Gemuruh sakit di dada mulai menjalar. Semakin deras air keluar dari pelupuk matanya. Jia Li ingin tidak percaya dengan pendengaran barusan, akan tetapi semakin lama di depan kamar Mei Yin, semakin jelas bahwa Mei Yin sama sekali tidak menganggapnya ada.
Jia Li mencoba mengatur pernapasan pelan. Suara Mei Yin dan Jia Lian masih terus berlangsung.
"Memang Lian'er melihat ada kemiripan wajah ibu atau ayah di wajah Jia Li?" Mei Yin menaikkan sebelah alis sambil bertanya. Dirinya kembali bertutur, "hmph. Sama sekali tidak ada. Itu sudah jelas menandakan Jia Li bukan anak ibu maupun ayah."
Jia Lian tersenyum senang mendengar perkataan barusan. Dirinya tertawa manis dan mengusap-usap telapak tangan Mei Yin ke pipi.
"Itu benar, ibu. Kalian sama sekali tidak mirip."
Mei Yin tertawa kecil melihat tingkah lucu putri di depannya ini.
"Lian'er, bidadari ibu, kau semakin hari semakin cantik, ya."
Mei Yin mengusap pipi Jia Lian dengan gemas, walaupun usia Jia Lian baru menginjak 7 tahun, tetapi wajahnya sudah menampakkan kecantikan yang luar biasa. Kecantikan itu berasal dari Mei Yin yang juga sangat cantik ditambah ketampanan sang ayah, kecantikan Jia Lian semakin bertambah.
"Tentu saja, aku 'kan anak ibu."
Jia Lian tersenyum, dirinya memeluk Mei Yin dengan erat, begitupun dengan sang ibu yang memeluknya.
Entah dua orang itu merasakan kehadiran orang lain atau tidak. Mei Yin seakan hanya memiliki satu putri, padahal di bibir pintu putri pertamanya tengah memandang mereka dibalik pintu kamar yang sedikit terbuka.
Jia Li segera mengusap air mata menggunakan lengan, tanpa pikir panjang berlari keluar rumah dengan cepat, ttidak peduli ada murid yang ditabraknya begitu saja. Selama ini, Jia Li berpikir bahwa Ibunya menyayanginya sama seperti Jia Lian. Namun semua itu salah. Semua pemikiran itu hancur berkeping-keping malam itu. Kepingan harapan yang mungkin tidak akan pernah bisa disatukan kembali.
Jia Li terus berlari dengan kencang, tangannya terkepal kuat. Hatinya kembali terluka dan semakin parah mengingat ucapan Mei Yin. Selama ini dia beranggapan bahwa semua hinaan yang didapatnya akan hilang seiring berjalannya waktu, akan tetapi dugaannya itu salah. Selama Ibu dan Ayahnya yang walaupun jarang berbicara padanya, Jia Li tetap menjadikan hinaan itu seperti dukungan dari orang-orang. Namun sekarang dia tak memiliki orang yang mau menerima dirinya. Sangat menyakitkan! Dia terlalu polos dan berpikir naif di dunia kejam ini.
Air mata Jia Li terus keluar, bibirnya sulit kelu hanya untuk mengeluarkan sepatah kata. Dia berlari digelapnya malam. Ketika dia melewati gapura Sekte Awan Petir, dirinya merasa dadanya sangat sakit. Beruntung Jia Li tak bertemu murid Sekte Awan Petir saat melarikan diri dari sekte.
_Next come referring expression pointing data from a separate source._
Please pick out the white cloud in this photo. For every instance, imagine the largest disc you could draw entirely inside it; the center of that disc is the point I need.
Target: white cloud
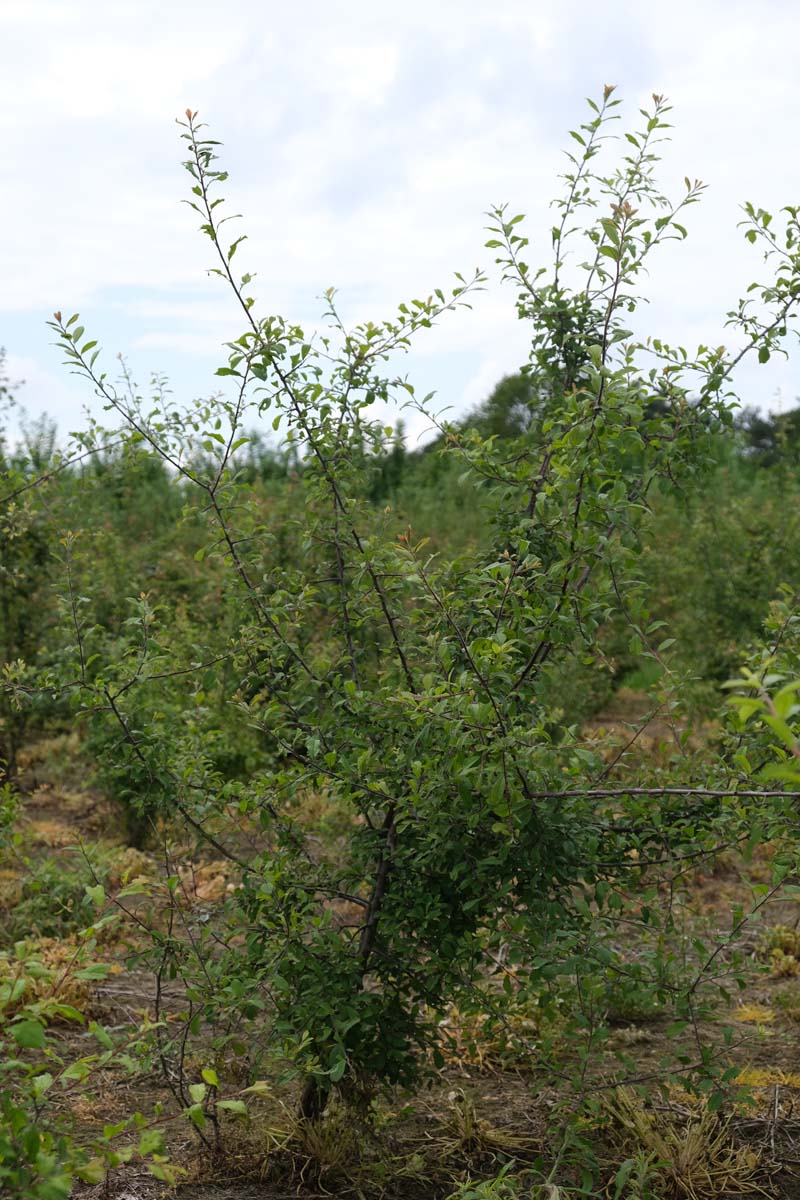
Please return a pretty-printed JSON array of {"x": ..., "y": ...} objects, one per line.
[{"x": 365, "y": 143}]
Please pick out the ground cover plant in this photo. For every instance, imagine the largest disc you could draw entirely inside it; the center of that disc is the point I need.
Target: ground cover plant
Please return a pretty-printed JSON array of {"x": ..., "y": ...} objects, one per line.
[{"x": 368, "y": 835}]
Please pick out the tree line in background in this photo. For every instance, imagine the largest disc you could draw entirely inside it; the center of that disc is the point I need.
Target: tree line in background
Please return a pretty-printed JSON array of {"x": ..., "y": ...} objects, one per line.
[{"x": 410, "y": 643}]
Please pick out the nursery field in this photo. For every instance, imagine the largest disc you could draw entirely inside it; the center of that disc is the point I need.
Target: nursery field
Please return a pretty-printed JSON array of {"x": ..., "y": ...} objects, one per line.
[{"x": 411, "y": 823}]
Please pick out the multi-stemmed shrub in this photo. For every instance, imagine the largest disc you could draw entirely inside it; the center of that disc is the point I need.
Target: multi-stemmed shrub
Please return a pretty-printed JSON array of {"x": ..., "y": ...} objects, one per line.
[{"x": 417, "y": 693}]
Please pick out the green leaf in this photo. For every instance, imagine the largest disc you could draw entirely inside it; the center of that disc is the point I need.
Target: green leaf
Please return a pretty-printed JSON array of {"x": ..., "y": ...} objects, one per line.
[{"x": 29, "y": 1035}]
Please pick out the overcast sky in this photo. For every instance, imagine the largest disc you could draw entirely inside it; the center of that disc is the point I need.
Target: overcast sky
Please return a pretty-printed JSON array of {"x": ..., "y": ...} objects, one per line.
[{"x": 365, "y": 142}]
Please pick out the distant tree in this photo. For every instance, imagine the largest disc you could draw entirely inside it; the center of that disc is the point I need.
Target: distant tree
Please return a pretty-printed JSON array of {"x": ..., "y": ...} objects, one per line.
[{"x": 773, "y": 438}]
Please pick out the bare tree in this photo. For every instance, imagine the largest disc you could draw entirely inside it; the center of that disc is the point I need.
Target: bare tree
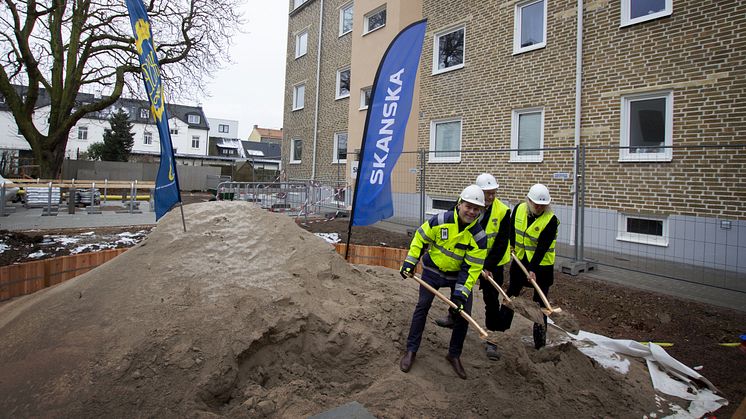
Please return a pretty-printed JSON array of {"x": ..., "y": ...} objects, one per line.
[{"x": 57, "y": 49}]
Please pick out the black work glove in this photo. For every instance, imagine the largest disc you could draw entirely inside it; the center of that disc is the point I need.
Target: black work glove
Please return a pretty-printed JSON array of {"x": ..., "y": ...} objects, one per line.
[
  {"x": 458, "y": 299},
  {"x": 407, "y": 269}
]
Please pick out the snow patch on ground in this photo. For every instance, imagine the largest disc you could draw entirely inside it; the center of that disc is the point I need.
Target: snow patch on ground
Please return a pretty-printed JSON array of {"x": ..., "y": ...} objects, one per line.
[{"x": 329, "y": 237}]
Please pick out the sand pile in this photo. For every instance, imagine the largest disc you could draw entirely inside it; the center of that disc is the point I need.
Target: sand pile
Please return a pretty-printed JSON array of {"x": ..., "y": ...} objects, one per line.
[{"x": 246, "y": 314}]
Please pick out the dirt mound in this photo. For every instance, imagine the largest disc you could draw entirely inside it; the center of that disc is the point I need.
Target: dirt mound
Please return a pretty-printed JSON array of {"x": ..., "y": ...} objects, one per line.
[{"x": 247, "y": 314}]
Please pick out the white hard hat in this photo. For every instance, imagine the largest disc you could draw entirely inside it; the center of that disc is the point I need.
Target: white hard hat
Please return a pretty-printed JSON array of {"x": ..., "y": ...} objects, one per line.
[
  {"x": 539, "y": 194},
  {"x": 487, "y": 182},
  {"x": 473, "y": 194}
]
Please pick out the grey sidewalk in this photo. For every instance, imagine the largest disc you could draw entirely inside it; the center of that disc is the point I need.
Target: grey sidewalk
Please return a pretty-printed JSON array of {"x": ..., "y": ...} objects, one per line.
[{"x": 31, "y": 219}]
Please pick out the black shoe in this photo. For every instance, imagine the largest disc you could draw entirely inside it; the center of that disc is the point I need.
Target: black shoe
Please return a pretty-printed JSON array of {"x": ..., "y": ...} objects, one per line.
[
  {"x": 491, "y": 351},
  {"x": 407, "y": 360},
  {"x": 540, "y": 336},
  {"x": 446, "y": 321}
]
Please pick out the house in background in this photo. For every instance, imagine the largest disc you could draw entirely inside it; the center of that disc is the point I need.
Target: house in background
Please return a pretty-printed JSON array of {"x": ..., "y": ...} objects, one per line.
[
  {"x": 266, "y": 135},
  {"x": 188, "y": 129}
]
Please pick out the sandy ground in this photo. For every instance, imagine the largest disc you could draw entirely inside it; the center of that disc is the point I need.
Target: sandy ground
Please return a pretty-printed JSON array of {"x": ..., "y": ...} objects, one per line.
[{"x": 248, "y": 315}]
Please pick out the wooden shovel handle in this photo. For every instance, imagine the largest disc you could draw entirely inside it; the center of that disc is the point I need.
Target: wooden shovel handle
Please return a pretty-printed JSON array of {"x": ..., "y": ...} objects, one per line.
[
  {"x": 466, "y": 316},
  {"x": 492, "y": 281},
  {"x": 536, "y": 286}
]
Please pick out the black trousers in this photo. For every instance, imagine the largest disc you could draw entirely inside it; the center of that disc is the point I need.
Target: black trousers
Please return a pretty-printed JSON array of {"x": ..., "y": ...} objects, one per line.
[{"x": 492, "y": 299}]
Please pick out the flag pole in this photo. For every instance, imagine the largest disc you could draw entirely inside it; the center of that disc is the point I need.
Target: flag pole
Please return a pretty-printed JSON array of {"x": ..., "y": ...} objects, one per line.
[{"x": 361, "y": 155}]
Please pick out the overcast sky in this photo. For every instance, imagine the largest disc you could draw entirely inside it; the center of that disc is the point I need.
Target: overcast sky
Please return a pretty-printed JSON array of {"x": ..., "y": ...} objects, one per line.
[{"x": 250, "y": 90}]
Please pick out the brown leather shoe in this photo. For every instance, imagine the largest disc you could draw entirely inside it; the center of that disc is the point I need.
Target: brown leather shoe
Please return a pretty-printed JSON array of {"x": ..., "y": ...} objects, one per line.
[
  {"x": 407, "y": 360},
  {"x": 457, "y": 367}
]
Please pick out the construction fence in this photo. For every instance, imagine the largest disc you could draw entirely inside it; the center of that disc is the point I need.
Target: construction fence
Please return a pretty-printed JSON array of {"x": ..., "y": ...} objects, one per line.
[{"x": 672, "y": 212}]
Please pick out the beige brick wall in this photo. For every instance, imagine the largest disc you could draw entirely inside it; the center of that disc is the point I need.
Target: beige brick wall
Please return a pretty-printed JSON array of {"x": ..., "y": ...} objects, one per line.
[
  {"x": 698, "y": 53},
  {"x": 332, "y": 118}
]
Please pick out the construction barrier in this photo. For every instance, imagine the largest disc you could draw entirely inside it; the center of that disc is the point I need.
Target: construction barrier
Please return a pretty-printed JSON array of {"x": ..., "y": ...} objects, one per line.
[{"x": 26, "y": 278}]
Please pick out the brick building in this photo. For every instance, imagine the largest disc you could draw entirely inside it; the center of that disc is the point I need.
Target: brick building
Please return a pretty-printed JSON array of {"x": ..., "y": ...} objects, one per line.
[{"x": 660, "y": 86}]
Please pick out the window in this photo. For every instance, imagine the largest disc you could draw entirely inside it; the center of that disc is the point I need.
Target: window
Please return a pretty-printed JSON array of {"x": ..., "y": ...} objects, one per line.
[
  {"x": 343, "y": 83},
  {"x": 530, "y": 26},
  {"x": 527, "y": 135},
  {"x": 301, "y": 44},
  {"x": 299, "y": 93},
  {"x": 445, "y": 141},
  {"x": 636, "y": 11},
  {"x": 374, "y": 20},
  {"x": 443, "y": 204},
  {"x": 643, "y": 229},
  {"x": 365, "y": 97},
  {"x": 448, "y": 50},
  {"x": 340, "y": 148},
  {"x": 345, "y": 19},
  {"x": 296, "y": 150},
  {"x": 646, "y": 127}
]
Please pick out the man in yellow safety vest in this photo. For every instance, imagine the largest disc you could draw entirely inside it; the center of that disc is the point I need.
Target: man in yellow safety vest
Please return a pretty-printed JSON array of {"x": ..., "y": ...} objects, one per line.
[
  {"x": 534, "y": 239},
  {"x": 457, "y": 247},
  {"x": 495, "y": 220}
]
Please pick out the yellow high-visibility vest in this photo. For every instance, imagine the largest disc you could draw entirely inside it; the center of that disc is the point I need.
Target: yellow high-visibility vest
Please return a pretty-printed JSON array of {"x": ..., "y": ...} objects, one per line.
[
  {"x": 496, "y": 215},
  {"x": 527, "y": 237}
]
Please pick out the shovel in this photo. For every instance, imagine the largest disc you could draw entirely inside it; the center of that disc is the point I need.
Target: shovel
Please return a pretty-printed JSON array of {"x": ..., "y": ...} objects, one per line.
[
  {"x": 529, "y": 311},
  {"x": 482, "y": 333},
  {"x": 548, "y": 310}
]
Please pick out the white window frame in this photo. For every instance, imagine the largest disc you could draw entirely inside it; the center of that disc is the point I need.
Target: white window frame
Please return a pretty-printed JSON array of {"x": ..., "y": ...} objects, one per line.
[
  {"x": 431, "y": 157},
  {"x": 367, "y": 16},
  {"x": 436, "y": 49},
  {"x": 624, "y": 153},
  {"x": 295, "y": 96},
  {"x": 517, "y": 49},
  {"x": 626, "y": 236},
  {"x": 514, "y": 129},
  {"x": 626, "y": 6},
  {"x": 342, "y": 10},
  {"x": 298, "y": 52},
  {"x": 338, "y": 92},
  {"x": 293, "y": 160},
  {"x": 335, "y": 157},
  {"x": 363, "y": 105}
]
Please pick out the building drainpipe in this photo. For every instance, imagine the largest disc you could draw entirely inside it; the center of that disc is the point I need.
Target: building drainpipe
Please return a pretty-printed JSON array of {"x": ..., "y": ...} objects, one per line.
[
  {"x": 578, "y": 95},
  {"x": 318, "y": 77}
]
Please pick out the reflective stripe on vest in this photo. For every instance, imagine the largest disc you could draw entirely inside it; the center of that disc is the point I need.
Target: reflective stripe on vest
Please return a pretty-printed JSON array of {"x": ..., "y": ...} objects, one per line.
[{"x": 527, "y": 237}]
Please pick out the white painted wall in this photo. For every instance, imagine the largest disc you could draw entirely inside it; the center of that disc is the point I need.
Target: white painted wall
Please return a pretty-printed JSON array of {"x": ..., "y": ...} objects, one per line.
[{"x": 215, "y": 128}]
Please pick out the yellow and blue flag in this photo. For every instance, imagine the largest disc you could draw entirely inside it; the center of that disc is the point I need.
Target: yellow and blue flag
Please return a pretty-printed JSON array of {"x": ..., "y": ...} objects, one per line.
[{"x": 167, "y": 192}]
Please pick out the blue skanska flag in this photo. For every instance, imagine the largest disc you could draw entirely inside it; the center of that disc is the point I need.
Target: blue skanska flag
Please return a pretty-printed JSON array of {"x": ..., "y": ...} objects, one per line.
[
  {"x": 166, "y": 182},
  {"x": 383, "y": 136}
]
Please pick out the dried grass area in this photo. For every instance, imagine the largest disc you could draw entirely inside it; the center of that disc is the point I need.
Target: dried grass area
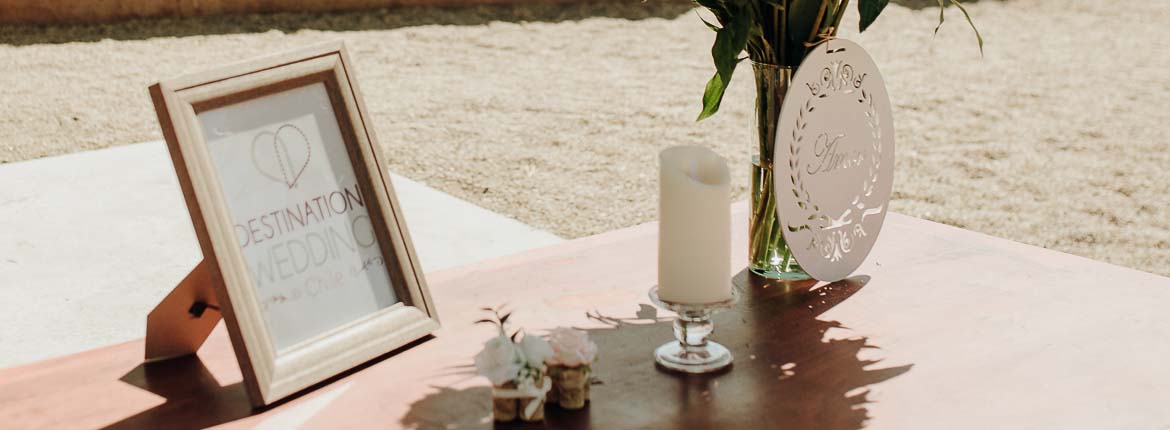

Angin malam begitu dingin, awan tiba-tiba saja muncul dan siap menyemburkan air. Hawa yang begitu aneh mulai terasa disekeliling kota Awan Ungu, bahkan beberapa warga segera masuk ke rumah dengan mengunci pintu dan jendela. Perasaan yang pernah mereka rasakan ini pernah terjadi sekitar 8 tahun lalu. Sebuah bencana akan terjadi yang akan menewaskan banyak orang. Bagi pendekar yang mengetahui tentang awan yang tiba-tiba muncul dengan warna ungu ini, mereka akan segera pergi mencari tempat yang aman dari derasnya hujan yang akan datang. Mereka menyebut peristiwa ini dengan,
BADAI HUJAN PENGHILANG NYAWA
Di kota Awan Ungu bersebelahan dengan Hutan Terlarang yang konon siapa pun yang masuk ke dalamnya disaat peristiwa Badai Hujan Penghilangan Nyawa, tidak akan selamat. Tubuh mereka akan lenyap begitu saja bak ditelan bumi. Kecuali orang itu mendapat keberuntungan.
Awan Ungu tiba-tiba saja menyelimuti Hutan Terlarang, suasana mencekam mulai keluar dari sana. Kota Awan Ungu beruntung Awan Ungu hanya berada di atas.
Suasana mencekam itu membuat Tua Bangka yang tengah ditodong pedang hanya diam di gang pasar kota Awan Ungu. Perasaannya benar-benar tidak enak. Beberapa kali dirinya mengatakan akan terjadi suatu bahaya. Namun Pendekar Aliran Hitam yang merasa Tua Bangka di depannya membual hanya tertawa bersama kedua temannya.
"Kau ingin mengelabui kami, Tua Bangka?"
Dai Yu menyeringai, hanya dalam satu tebasan, kepala Tua Bangka di depannya akan menggelinding. Namun detik berikutnya temannya merasakan hal yang tidak wajar.
"Wah, ada awan ungu! Lihat, sangat jarang ada awan berwarna ungu!" Tao Ping menatap langit dengan kagum. Dirinya baru melihat awan yang berwarna ungu selama hidupnya ini.
Hu Jing menaikkan sebelah alisnya, dirinya seperti pernah mendengar cerita mengenai Awan Ungu. Sesaat dia terdiam sebelum tubuhnya gemetar.
"Dai Yu, sepertinya kita harus cepat kembali ke Sekte."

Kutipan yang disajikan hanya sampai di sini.